Berkeley Landmarks :: 2016 Designations
  


Berkeley Landmarks designated in 2016



Bennington Apartments (photo: Daniella Thompson, 2016)

323.
Bennington Apartments
1892; 1915
2508 Ridge Road
Designated: 4 February 2016

The Bennington Apartments were created in 1915 from the joining of two adjacent 19th-century single-family homes that had originally stood at 1801 and 1805 Euclid Avenue and were moved to the rear of their lots, reoriented, and placed end-to-end. The resulting building is the only extant relic of 19th-century Euclid Avenue.

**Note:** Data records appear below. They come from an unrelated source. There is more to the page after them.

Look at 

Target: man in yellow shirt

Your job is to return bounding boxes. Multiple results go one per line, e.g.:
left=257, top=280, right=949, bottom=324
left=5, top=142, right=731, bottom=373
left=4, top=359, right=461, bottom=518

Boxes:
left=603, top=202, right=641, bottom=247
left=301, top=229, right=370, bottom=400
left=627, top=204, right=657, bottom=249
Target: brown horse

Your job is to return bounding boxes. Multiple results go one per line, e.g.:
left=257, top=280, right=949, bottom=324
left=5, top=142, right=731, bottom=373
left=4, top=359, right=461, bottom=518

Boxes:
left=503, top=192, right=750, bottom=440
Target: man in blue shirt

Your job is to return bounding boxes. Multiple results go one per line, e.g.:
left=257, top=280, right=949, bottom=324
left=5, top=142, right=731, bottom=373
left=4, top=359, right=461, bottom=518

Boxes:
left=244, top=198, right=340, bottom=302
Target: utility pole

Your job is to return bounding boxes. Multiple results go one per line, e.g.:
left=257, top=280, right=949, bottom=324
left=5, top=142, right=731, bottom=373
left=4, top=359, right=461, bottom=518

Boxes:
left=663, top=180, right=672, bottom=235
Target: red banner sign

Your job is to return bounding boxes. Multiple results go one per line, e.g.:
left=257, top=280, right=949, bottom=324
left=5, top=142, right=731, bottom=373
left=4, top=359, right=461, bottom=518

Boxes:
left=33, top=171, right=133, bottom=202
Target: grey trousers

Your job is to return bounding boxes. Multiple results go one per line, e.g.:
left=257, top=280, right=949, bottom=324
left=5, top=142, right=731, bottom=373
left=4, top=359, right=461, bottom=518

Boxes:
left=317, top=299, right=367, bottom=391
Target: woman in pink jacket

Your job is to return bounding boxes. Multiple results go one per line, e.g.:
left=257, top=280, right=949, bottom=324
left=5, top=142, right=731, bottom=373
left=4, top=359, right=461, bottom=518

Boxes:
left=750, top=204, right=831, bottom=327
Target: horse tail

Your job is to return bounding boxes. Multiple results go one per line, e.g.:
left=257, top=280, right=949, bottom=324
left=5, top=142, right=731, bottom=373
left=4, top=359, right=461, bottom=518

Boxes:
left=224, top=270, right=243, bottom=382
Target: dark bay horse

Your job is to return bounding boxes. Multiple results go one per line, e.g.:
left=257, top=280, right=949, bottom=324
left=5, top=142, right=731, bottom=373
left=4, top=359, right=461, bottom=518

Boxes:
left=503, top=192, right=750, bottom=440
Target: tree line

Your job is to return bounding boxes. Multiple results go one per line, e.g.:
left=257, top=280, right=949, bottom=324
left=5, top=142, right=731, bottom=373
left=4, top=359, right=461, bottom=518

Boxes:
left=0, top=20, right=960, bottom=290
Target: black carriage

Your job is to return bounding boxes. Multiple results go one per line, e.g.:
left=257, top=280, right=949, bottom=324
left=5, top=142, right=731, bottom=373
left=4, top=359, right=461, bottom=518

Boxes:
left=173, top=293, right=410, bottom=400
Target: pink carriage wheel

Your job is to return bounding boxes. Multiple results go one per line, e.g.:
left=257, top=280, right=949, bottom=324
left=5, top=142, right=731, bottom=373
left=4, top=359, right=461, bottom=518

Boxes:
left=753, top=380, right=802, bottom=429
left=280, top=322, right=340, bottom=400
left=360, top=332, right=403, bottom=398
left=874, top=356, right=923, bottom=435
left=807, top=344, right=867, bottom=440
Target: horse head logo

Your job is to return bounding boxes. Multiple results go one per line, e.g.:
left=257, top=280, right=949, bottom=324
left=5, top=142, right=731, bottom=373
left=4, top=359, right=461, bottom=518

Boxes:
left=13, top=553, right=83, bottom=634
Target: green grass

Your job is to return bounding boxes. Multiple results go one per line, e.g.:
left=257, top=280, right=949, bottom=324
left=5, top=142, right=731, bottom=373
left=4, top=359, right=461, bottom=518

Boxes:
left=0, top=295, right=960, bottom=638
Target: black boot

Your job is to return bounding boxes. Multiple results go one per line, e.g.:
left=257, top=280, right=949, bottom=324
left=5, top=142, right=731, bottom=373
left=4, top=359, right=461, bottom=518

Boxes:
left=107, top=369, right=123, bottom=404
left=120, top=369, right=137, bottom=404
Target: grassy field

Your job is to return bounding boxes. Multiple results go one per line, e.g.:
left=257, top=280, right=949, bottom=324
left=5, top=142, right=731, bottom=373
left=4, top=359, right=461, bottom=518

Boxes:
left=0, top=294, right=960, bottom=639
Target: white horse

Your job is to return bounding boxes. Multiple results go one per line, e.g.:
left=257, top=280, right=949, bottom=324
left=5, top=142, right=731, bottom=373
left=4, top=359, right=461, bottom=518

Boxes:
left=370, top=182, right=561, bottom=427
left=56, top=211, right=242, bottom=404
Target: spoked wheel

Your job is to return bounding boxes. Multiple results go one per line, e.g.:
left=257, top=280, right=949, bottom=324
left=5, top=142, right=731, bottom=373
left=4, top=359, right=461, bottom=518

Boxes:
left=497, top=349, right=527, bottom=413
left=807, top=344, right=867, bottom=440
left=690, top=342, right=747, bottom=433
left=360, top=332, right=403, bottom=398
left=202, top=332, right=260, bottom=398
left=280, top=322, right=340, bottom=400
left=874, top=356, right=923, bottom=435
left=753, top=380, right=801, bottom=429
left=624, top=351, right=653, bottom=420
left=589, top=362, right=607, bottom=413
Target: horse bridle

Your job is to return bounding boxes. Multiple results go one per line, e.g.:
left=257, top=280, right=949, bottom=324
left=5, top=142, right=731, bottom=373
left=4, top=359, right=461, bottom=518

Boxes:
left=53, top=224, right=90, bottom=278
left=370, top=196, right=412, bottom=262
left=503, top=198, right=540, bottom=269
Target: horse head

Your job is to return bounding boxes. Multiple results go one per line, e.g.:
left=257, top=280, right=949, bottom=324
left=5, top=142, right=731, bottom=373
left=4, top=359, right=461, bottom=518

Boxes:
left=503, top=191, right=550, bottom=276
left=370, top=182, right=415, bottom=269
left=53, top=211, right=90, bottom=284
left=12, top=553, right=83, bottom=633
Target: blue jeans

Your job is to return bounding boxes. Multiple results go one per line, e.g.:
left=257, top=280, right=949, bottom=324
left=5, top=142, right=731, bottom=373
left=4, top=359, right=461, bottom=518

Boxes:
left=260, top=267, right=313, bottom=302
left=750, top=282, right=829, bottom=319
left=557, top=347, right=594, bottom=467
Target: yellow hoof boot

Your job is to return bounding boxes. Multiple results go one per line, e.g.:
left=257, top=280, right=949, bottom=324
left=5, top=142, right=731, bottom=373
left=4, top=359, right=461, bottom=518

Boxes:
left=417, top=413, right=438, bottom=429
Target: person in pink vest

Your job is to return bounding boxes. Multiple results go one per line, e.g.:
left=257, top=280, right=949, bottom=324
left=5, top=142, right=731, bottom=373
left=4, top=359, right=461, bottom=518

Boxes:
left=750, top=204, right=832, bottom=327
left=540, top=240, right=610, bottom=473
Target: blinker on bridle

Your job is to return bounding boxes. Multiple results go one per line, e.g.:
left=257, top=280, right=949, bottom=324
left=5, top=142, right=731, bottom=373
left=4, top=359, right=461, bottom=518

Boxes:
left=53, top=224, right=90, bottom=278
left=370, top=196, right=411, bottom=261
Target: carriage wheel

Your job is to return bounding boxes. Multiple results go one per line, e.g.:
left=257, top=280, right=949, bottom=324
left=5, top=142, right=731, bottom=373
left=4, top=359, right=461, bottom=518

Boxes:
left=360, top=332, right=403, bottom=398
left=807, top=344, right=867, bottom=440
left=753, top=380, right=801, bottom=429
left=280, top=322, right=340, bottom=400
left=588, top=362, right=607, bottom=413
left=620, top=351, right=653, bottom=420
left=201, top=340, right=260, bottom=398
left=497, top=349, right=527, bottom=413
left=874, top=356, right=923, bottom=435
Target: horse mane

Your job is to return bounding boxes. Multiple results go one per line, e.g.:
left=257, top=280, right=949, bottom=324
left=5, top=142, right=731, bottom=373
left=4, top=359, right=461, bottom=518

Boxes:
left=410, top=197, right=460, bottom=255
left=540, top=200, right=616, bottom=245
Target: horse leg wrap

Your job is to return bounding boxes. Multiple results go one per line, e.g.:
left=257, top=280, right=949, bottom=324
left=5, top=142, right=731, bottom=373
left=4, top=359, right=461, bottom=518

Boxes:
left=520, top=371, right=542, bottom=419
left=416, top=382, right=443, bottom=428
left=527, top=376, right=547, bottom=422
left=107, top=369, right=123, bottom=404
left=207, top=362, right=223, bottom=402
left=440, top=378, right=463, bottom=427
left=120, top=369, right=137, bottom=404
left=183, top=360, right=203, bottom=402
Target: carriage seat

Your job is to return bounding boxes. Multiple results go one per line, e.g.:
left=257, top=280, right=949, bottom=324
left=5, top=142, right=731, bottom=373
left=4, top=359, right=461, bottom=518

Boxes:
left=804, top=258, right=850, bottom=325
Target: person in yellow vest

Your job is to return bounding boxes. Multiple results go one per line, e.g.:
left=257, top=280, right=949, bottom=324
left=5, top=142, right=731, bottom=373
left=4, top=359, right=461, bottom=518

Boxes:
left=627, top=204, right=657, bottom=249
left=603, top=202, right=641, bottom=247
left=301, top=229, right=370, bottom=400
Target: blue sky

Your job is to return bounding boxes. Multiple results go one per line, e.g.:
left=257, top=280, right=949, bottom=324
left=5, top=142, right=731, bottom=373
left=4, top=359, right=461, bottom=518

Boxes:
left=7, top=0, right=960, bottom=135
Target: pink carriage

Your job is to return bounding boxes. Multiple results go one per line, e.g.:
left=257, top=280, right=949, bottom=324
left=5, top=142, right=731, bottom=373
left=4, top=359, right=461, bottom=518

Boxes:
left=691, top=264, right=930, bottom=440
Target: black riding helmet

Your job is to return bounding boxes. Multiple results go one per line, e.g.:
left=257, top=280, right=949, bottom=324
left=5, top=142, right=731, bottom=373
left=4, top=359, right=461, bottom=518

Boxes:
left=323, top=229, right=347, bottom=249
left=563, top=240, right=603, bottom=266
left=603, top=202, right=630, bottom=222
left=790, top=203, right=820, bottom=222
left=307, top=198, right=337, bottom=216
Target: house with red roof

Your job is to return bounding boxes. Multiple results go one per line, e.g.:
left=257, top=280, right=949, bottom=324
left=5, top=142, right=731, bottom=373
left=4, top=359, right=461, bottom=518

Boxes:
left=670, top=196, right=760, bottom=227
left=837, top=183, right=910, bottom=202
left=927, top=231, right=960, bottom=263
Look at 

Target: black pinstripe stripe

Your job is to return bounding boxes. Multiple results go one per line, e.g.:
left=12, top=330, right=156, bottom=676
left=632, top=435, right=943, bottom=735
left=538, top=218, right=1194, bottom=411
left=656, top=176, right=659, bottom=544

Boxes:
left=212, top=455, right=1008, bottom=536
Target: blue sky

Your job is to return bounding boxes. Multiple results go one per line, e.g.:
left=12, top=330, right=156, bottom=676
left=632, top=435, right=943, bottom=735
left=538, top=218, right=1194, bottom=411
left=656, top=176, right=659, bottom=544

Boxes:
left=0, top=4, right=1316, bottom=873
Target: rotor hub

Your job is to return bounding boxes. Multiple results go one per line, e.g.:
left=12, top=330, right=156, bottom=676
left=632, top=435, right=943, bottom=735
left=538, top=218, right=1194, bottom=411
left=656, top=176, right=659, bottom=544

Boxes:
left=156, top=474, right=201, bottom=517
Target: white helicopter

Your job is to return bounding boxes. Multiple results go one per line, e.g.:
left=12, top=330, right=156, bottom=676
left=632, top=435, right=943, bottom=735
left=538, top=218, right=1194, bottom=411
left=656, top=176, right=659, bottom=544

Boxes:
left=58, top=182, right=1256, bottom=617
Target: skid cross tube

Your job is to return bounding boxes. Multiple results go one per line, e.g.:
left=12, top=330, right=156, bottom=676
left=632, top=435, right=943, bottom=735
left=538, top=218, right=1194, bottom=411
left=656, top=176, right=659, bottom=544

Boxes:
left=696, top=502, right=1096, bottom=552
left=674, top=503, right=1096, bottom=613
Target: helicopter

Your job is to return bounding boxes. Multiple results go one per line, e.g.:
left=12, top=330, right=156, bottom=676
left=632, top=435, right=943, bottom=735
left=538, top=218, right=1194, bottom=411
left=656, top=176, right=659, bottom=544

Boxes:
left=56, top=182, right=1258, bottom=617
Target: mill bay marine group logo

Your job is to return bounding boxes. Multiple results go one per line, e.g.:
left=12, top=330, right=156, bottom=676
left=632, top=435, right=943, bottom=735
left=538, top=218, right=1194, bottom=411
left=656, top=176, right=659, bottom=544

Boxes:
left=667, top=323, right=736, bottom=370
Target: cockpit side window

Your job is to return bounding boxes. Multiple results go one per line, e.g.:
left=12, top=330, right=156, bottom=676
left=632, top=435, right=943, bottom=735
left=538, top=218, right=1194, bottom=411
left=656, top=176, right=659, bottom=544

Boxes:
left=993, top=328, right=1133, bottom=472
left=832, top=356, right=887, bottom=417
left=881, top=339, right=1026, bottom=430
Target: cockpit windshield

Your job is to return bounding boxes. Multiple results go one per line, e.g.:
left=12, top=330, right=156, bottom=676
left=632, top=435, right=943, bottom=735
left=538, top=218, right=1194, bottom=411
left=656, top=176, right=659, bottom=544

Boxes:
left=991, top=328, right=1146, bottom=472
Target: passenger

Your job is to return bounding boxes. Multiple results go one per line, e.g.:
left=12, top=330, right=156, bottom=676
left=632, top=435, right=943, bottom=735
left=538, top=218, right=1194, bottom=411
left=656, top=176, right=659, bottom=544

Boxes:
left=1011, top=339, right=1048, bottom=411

Constructed circa 1892, the two houses were among the earliest built in the newly subdivided (1889) Daley’s Scenic Park tract. Joined, these houses represent the oldest surviving Shingle Style building on the Northside and—alongside the Anna Head School’s Channing Hall and Maybeck House No. 1—one of the three oldest known original brown-shingle buildings in Berkeley.

The first owner of 1801 Euclid Avenue was Frank M. Wilson, the Chicago banker who acquired the entire Daley’s Scenic Park tract in 1891. Wilson quickly established himself as a Berkeley VIP, a civic and business leader, and a patron of charities, the arts, and the university. He was closely associated with U.C. president Benjamin Ide Wheeler, U.C. regent Phoebe Apperson Hearst, and U.C. campus architect John Galen Howard, all of whom became his immediate neighbors.


Arts & Crafts details on the west façade (photo: Daniella Thompson, 2015)

About 1910, the two Euclid Avenue houses were acquired by William W. and Mary Henry, proprietors of the adjacent Northgate Hotel and parents of Aurelia Henry Reinhardt, future president of Mills College. Dr. Reinhardt resided in the Bennington Apartments from the time the building opened in 1915 until she moved to the Mills College campus in 1916.

The Bennington Apartments combine a rare 19th-century Shingle Style street façade with Arts & Crafts elements along the west elevation. The latter include notable architectural details such as a circular stucco wall, handsome glazed doors and arched windows, and robust tapered columns. This highly unusual hybrid style is unique on the Northside and possibly in all of Berkeley.

The landmark application is accessible online.



The Yazdi Bulding in 1967 (Ormsby Donogh files, BAHA archives)

The Yazdi Bulding in 2016 (photo: Steven Finacom)

324.
Ali & Marion Yazdi Building
William I. Garren (1933)
2910–2912 Telegraph Avenue
Designated: 7 July 2016

The Ali & Marion Yazdi Building is the only Storybook Style building on Berkeley’s stretch of Telegraph Avenue. Notable for its complex massing, steep gable roofs, dormer gables, picturesque brick chimneys, and multi-paned steel-sash windows, it is one of only two solo projects in Berkeley by the notable architect William I. Garren, the other one being his own home (1927) at 2573 Buena Vista Way.

The building was designed as the home and business of Ali M. Yazdi and his wife, Marion Carpenter Yazdi, who owned a Persian carpet and gift shop. Ali M. Yazdi was a well-known Bahá’í lecturer and writer, served on many national committees of the National Spiritual Assembly of the Bahá’ís of the United States and was, for thirty years, chairman of the Bahá’í Spiritual Assembly of Berkeley. Marion Carpenter Yazdi was the first Bahá’í student at the University of California and a noted speaker and writer in her own right. Together, they are important figures in the development of ethnic and religious multiculturalism in 20th-century Berkeley.

The building also served as the home of Margery Carpenter, a leading Berkeley social worker who was for many years the executive secretary of the City of Berkeley’s Commission of Public Charities.

The Yazdi Building is also notable for having been home to an almost continuous succession of design-oriented businesses over a period of nearly eight decades, from 1933 to 2015.

The landmark application is accessible online.